MEADVILLE – As part of an ongoing statewide effort to ensure trash haulers comply with environmental and highway safety laws, the Department of Environmental Protection found violations on 23 of the 176 trash trucks inspected at three waste transfer stations and a landfill in northwestern Pennsylvania this week.
“Our goal is to make sure waste is managed in an environmentally sound manner and that haulers use the greatest care to ensure safety on our highways,” DEP Northwest Regional Director Kelly Burch said. “These laws are designed to keep people safe and our environment clean, and they need to be obeyed.”
All of the violations were against haulers and not the transfer stations or landfill.
The inspections took place at Tri-County Transfer Station in Mercer County; World Resource Recovery Systems and Waste Management Inc.’s Greater Erie Transfer Station in Erie County; and Seneca Landfill in Butler County.
Trash haulers must get authorization from DEP through Act 90, the state’s Waste Transportation Safety Act, to haul trash in Pennsylvania. DEP inspectors look at compliance history, and if outstanding violations exist or there is an inability to comply with Act 90 regulations, the state can revoke authorization.

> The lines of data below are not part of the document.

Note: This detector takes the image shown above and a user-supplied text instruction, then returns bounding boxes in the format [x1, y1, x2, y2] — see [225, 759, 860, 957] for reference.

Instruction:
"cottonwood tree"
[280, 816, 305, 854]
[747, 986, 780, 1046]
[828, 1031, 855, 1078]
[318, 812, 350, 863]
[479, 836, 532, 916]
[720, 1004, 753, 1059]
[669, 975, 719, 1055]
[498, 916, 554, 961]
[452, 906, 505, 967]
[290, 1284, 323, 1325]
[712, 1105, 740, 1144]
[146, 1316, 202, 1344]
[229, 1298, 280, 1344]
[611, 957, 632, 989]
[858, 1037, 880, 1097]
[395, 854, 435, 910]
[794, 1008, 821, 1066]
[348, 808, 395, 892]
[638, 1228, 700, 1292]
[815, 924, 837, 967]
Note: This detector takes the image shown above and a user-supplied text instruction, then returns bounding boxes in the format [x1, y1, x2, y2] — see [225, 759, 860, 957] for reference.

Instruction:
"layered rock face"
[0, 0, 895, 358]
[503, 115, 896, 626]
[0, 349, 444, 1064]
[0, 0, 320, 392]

In addition to checking the Act 90 authorization, DEP inspectors also look for fire extinguisher and sign violations; drivers not properly managing waste during transportation; leaking loads; improper covers over the waste; trucks that are overweight or otherwise overloaded; and log book or record-keeping violations.
DEP issued 23 notices of violation for leaking loads, vehicle enclosure issues, log book violations and a discharged fire extinguisher. One truck did not have valid written Act 90 authorizations. A single vehicle may have more than one violation.
State police participated in the inspections at Tri-County and Seneca.